Results of Minimizing Network Energy Loss.
In the pulsatile flow regime (A) either network asymmetry type is allowed, but both must follow the area-preserving and space-filling principles at the nodal level, as per Eqs (16) and (17). In this regime switching between asymmetry types can occur both within and across generations. In the constant laminar flow regime (B) only positive network asymmetry is predicted, and the scale factors must follow the space-filling and Murray’s Law relations, as per Eqs (20) and (21). We also find that the asymmetric version of Murray’s Law allows for an expression of the total cross-sectional area, A, of any two child branches in terms of the parent area and the average and difference scale factors, showing that asymmetric branching allows for a toggling between branching with increasing area and constant area. Lastly, the average radius and length scale factors are predicted to be equal, as well as the difference radius and length scale factors. When combining these two results with the space-filling and Murray’s Law expressions, we can make a strict prediction of the metabolic scaling exponent θ = 1 for the constant laminar flow regime.
Fig 4.
Colormap of Metabolic Scaling Exponent for Pulsatile Flow.
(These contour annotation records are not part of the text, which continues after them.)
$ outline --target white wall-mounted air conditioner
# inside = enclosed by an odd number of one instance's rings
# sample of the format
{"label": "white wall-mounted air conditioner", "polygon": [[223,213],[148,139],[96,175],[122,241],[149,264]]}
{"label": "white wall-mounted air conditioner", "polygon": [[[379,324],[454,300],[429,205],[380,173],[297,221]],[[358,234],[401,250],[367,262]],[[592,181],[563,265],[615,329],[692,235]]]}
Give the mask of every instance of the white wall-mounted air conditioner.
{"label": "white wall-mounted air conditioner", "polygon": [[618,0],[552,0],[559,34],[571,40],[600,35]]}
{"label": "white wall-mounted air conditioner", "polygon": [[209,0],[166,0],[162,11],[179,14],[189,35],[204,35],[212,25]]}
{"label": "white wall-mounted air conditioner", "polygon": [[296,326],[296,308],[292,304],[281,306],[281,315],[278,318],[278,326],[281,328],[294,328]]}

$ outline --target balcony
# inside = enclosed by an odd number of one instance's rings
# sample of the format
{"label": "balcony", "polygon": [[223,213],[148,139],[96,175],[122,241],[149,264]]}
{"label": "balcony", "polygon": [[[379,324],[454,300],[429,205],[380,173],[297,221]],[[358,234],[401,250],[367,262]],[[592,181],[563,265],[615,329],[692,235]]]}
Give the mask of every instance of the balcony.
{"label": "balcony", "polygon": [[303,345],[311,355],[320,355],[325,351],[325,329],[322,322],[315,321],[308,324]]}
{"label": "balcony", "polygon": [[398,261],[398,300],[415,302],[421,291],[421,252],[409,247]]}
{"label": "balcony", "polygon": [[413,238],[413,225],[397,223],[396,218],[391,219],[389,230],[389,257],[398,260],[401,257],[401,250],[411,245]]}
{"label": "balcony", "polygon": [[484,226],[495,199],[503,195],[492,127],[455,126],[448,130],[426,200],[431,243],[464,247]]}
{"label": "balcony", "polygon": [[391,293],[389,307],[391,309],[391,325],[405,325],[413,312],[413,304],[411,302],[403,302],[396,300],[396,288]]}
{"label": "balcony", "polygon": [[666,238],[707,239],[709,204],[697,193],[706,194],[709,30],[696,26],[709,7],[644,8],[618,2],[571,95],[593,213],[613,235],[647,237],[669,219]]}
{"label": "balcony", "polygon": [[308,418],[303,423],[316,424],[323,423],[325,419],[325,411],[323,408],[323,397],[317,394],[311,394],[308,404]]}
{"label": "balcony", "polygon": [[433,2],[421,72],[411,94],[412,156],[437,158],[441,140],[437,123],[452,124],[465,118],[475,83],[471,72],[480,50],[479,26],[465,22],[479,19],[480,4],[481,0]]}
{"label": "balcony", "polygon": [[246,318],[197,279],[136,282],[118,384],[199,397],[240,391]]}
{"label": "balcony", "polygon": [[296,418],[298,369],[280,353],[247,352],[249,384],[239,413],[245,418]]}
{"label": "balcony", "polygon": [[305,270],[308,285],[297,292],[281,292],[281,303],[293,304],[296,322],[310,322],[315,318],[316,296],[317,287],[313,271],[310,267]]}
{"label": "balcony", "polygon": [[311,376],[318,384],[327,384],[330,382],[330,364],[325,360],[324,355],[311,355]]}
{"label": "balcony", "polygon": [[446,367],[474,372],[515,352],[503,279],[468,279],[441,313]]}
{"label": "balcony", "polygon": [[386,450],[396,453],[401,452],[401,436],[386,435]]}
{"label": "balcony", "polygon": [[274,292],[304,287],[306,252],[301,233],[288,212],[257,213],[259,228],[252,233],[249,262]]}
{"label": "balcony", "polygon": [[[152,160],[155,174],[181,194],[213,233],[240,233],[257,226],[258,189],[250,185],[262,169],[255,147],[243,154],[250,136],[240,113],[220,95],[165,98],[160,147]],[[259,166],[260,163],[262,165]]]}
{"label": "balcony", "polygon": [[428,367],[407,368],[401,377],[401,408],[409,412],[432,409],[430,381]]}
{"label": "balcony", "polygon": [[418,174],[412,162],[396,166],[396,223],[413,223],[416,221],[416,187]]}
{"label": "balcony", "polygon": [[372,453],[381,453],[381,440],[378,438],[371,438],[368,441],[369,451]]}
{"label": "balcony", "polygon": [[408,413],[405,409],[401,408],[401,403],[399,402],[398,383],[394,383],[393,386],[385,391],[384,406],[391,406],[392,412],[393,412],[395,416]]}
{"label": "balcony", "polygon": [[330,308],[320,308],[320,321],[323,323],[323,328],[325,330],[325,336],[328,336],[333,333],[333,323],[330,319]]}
The metabolic scaling exponent is graphed as a function of the difference scale factors Δγ and Δβ, and is shown to range in value from 0 to 1. The scale factors are such that the networks are space-filling fractals that minimize energy-loss from resource transport, as dictated by Eqs (16) and (17). Positive asymmetry is graphed in the first and third quadrants, and negative asymmetry in the second and fourth quadrants. Contours of constant values of the metabolic scaling exponent are plotted in bold. The points labelled A, C, D, and E—J correspond to the rendered trees found in Fig 2.
Fig 5.
Colormap of Metabolic Scaling Exponent for Constant Laminar Flow.
The metabolic scaling exponent is graphed as a function of the difference scale factors Δγ and Δβ, and is shown to range in value from 0 to 1. The scale factors are such that the networks are space-filling fractals that minimize energy-loss from resource transport, as dictated by Eqs (20) and (21). Positive asymmetry is graphed in the first and third quadrants, and negative asymmetry in the second and fourth quadrants. Contours of constant values of the metabolic scaling exponent are plotted in bold. The points labelled B, C, D, and K—P correspond to the rendered trees found in Fig 2.
Fig 6.
Colormap of Metabolic Scaling Exponent for a Network with a Transition in Flow Type.
Here we present colormaps of Eq (15) for the cases when c = 1, c = 0.5, and c = 0. It should be noted that when the transition in flow type occurs within the networks, the same values for the difference scale factors are used, but the equations that determine the average scale factors switch from Eqs (16) and (17) to Eqs (20) and (21). In all three colormaps, the contour lines take on the same values as in Figs 4 and 5. In particular, the bolded contour corresponds to a metabolic scaling exponent value of 3/4.
Fig 7.
Average vs. Difference Scale Factors for Area-Preserving and Space-Filling/Area-Increasing Principles.
The functional dependence between the average scale factors (β, γ) and the difference scale factors (Δβ, Δγ) are graphed. For both cases of either the square-law (area-preserving) or the cube-law (space-filling and area-increasing) the average scale factors decrease from 1/21/2 and 1/21/3, respectively, and converge to 0.5 as the difference scale factors increase from 0 to 0.5.